Is basis change ever useful in practical linear algebra?

Changing basis allows you to convert a matrix from a complicated form to a simple form. It is often possible to represent a matrix in a basis where the only nonzero elements are on the diagonal, which is exceptionally simple. These diagonal elements will be the eigenvalues of the matrix. This is especially helpful in solving linear systems of differential equations. Often in physics, engineering, logistics, and probably lots of other places, you have a system of differential equations which all depend on each other. In order to solve the system directly, you would have to solve all equations at once, which is hard. We can use matrices to describe this system. By changing basis, you may be able to make that matrix diagonal, which effectively separates the differential equations from each other, so you can solve just one at a time. This is comparatively easy. Situations where I know this comes up are:

  • Quantum mechanics, solving the Schrodinger equation to describe the state of matter on the quantum level.
  • Electrical engineering, understanding the time-evolution of an electrical circuit.
  • Mechanical engineering, understanding the motion of a linear mechanical system, such as multiple spring-mass system.

Edit:

Here is another very important reason for change of basis I just remembered: suppose you have a matrix $A$, and you want to calculate $A^n$ for some large $n$. This takes a while, even for computers.

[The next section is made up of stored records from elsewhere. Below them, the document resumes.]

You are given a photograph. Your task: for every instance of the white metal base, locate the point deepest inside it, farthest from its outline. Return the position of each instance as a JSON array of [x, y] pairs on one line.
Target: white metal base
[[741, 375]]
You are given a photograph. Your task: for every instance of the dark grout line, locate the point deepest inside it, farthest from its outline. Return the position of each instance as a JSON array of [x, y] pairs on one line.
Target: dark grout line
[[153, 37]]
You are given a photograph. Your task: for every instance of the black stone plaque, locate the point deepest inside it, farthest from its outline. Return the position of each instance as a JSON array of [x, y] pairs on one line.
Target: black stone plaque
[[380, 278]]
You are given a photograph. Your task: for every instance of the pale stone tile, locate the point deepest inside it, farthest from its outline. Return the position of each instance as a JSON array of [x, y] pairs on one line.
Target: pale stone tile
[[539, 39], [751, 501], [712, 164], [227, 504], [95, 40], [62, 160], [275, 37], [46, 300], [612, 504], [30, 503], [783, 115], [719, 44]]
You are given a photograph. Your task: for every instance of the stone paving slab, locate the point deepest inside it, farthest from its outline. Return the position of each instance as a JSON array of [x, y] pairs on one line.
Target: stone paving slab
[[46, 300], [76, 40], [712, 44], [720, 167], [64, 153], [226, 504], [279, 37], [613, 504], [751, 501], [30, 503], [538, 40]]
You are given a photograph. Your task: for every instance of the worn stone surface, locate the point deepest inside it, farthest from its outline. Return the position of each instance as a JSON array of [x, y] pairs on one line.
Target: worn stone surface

But, if you can find a change of basis matrix $P$ so that $A=P^{-1}DP$ for a diagonal matrix $D$, then $$A^n=P^{-1}DPP^{-1}DPP^{-1}DP...P^{-1}DP.$$ All of the terms $PP^{-1}$ are the identity, so we get $$A^n=P^{-1}D^nP.$$ Powers of diagonal matrices are really easy: just raise each diagonal element to the $n$th power. So this method allows us to find powers of matrices very easily. When would we ever want to take large powers of matrices? Whenever finding numerical solutions to differential equations, partial or ordinary. This comes up all the time, so we are glad that we can change bases!


Changing basis can make it easier to understand a given linear transformation.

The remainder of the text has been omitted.